Respirar, exhalar, cerrar los ojos. Estos gestos mínimos podrían describir la actitud con la que conviene acercarse a El Juego de la Vida: no desde la urgencia de la mirada, sino desde la disponibilidad del cuerpo y la apertura de los sentidos. La instalación invita a un descenso del ritmo, a un estado de escucha que privilegia lo tenue, lo menor, aquello que habitualmente se escapa en medio de la estridencia contemporánea..
La obra se despliega como un territorio háptico y sonoro en el que el visitante no es mero espectador, sino co-creador. Al tocarse cada escultura se activan sonidos de agua, cantos de ballenas y vibraciones de cuencos, que se entrelazan con la música ambiente compuesta por el propio Arbiza a partir de sus respiraciones y latidos del corazón. Estos elementos conforman atmósferas que no irrumpen como espectáculo, sino que se ofrecen como resonancias vitales, íntimas y contenidas. Cada gesto individual –un roce, una presión, una caricia– abre un portal hacia otras dimensiones.

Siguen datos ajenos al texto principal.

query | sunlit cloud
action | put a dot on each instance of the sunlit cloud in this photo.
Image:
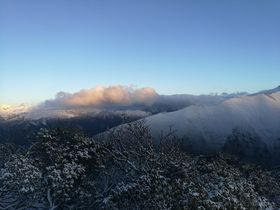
(101, 96)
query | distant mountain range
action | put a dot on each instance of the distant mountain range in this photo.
(245, 125)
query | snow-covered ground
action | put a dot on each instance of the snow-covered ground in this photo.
(258, 114)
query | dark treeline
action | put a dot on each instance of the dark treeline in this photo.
(65, 169)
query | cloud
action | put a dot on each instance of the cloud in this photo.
(100, 97)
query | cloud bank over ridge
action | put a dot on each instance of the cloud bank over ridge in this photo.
(101, 96)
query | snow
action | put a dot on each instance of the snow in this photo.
(257, 113)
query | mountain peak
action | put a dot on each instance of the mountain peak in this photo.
(269, 91)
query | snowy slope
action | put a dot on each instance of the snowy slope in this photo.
(210, 126)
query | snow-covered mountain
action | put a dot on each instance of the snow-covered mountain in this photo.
(255, 117)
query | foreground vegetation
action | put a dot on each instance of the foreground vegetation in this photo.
(125, 170)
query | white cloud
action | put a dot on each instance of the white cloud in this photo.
(104, 96)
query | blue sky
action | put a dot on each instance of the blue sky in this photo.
(187, 46)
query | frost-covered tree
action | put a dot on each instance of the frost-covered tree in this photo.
(20, 183)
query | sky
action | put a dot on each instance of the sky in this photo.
(173, 46)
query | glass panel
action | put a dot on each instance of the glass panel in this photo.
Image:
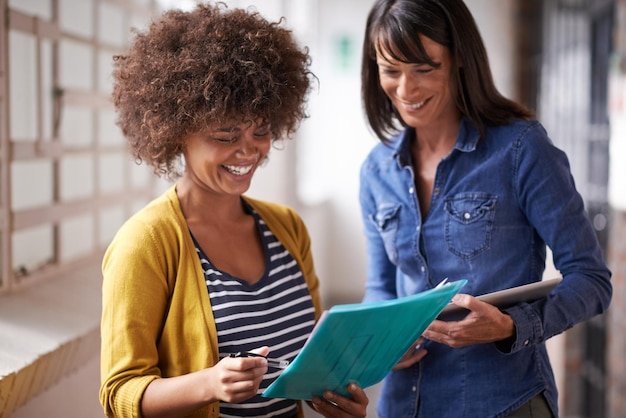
(112, 172)
(23, 86)
(109, 134)
(140, 175)
(76, 65)
(105, 69)
(47, 86)
(76, 126)
(76, 177)
(110, 221)
(76, 17)
(111, 26)
(31, 184)
(77, 237)
(32, 248)
(140, 22)
(39, 8)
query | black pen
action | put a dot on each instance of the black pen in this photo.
(276, 363)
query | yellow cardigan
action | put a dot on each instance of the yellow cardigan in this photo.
(157, 319)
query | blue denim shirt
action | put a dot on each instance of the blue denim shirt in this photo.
(496, 204)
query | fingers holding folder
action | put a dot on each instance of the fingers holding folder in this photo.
(415, 354)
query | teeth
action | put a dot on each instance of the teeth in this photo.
(416, 105)
(238, 170)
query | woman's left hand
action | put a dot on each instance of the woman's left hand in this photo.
(336, 406)
(484, 324)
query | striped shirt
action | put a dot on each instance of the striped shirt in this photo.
(277, 311)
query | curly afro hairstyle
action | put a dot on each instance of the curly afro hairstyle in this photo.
(205, 67)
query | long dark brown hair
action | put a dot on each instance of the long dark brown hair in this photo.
(394, 26)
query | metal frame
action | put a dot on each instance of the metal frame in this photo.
(52, 149)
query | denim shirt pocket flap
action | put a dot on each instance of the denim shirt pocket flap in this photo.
(386, 217)
(470, 208)
(469, 223)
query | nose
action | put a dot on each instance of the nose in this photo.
(406, 84)
(247, 145)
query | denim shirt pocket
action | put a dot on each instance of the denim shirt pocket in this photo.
(386, 220)
(469, 223)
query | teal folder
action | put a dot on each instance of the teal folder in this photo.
(359, 343)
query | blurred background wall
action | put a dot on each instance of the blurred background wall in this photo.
(66, 183)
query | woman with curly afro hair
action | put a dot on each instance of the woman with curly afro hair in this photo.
(204, 272)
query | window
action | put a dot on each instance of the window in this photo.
(67, 181)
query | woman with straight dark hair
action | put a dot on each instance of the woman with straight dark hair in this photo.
(466, 185)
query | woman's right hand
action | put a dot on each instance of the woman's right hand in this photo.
(415, 354)
(238, 379)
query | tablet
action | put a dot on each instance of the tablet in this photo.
(504, 298)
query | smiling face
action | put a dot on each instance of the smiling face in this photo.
(423, 94)
(223, 159)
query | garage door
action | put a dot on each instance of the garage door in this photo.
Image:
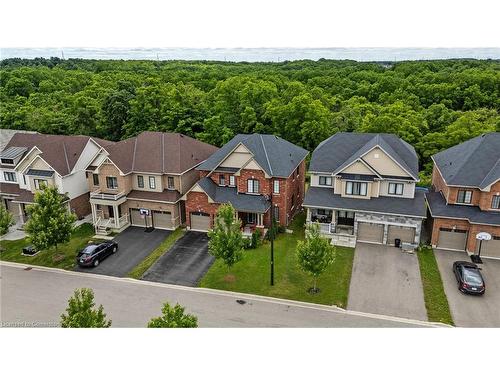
(454, 240)
(405, 234)
(200, 221)
(370, 232)
(162, 219)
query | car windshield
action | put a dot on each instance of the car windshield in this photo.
(472, 277)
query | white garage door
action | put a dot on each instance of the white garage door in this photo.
(162, 219)
(405, 234)
(453, 240)
(200, 221)
(370, 232)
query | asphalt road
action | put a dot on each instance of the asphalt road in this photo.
(185, 263)
(134, 244)
(37, 297)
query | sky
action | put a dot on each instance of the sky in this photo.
(250, 24)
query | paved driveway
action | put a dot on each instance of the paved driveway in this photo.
(466, 310)
(386, 281)
(134, 244)
(185, 263)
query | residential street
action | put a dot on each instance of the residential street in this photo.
(38, 296)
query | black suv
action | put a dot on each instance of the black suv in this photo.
(93, 254)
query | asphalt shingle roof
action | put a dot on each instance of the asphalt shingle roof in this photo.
(474, 163)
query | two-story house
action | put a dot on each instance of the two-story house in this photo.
(363, 189)
(31, 160)
(252, 172)
(139, 181)
(466, 196)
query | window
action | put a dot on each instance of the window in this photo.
(252, 186)
(464, 196)
(276, 187)
(170, 182)
(495, 202)
(111, 182)
(9, 176)
(355, 188)
(140, 182)
(325, 180)
(152, 182)
(395, 188)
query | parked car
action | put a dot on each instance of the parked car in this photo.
(469, 278)
(93, 254)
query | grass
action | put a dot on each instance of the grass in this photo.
(251, 275)
(64, 257)
(147, 262)
(436, 302)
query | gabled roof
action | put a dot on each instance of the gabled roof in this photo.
(158, 152)
(474, 163)
(342, 149)
(278, 158)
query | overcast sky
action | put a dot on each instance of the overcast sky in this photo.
(254, 23)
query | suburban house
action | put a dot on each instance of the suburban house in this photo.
(363, 189)
(31, 160)
(465, 196)
(139, 181)
(252, 172)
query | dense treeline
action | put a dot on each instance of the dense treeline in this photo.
(431, 104)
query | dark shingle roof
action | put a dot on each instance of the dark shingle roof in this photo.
(241, 202)
(279, 158)
(439, 208)
(341, 149)
(474, 163)
(324, 197)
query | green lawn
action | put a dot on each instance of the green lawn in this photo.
(147, 262)
(251, 275)
(64, 257)
(436, 302)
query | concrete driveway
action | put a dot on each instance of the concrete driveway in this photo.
(185, 263)
(386, 281)
(134, 244)
(466, 310)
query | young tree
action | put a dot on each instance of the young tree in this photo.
(81, 312)
(173, 317)
(314, 254)
(226, 240)
(6, 220)
(50, 223)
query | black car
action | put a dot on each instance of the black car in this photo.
(93, 254)
(469, 278)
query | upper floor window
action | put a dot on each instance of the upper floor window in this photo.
(170, 182)
(252, 186)
(140, 182)
(9, 176)
(464, 196)
(276, 187)
(396, 188)
(356, 188)
(495, 202)
(111, 182)
(325, 180)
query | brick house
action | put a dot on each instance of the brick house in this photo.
(465, 196)
(249, 171)
(139, 181)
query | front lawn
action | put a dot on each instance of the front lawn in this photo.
(252, 274)
(436, 302)
(64, 257)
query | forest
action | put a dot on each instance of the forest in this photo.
(431, 104)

Arbiza introduce la noción de energía como un eje central de su proceso creativo. En sus palabras, la energía se manifiesta como vibración, como un pulso que atraviesa la materia y alcanza al espectador en forma de resonancia íntima. En este cruce entre lo visible y lo intangible, la obra adquiere una dimensión que excede la pura materialidad, invitando a experimentar la escultura no solo como objeto, sino como presencia que se expande en el espacio.
En este marco, cobran sentido citas como la de Jacobo Grinberg-Zylberbaum: “El universo es una matriz vibratoria donde todo está interconectado; cada pensamiento, cada emoción, produce resonancia en el campo total.” O también: “La red de la conciencia no es individual: cada experiencia personal es un nodo que participa de una gran trama colectiva.” Estas ideas, que dialogan con el pensamiento del artista, amplían el horizonte de interpretación y suman capas a la experiencia.
El carácter participativo se amplía con la escritura: cada persona deja una palabra nacida de su experiencia, proyectada en una nube cambiante que conforma una constelación colectiva. En este entrelazamiento, lo personal se transforma en coralidad, y la suma de voces revela un archipiélago sensible en permanente mutación.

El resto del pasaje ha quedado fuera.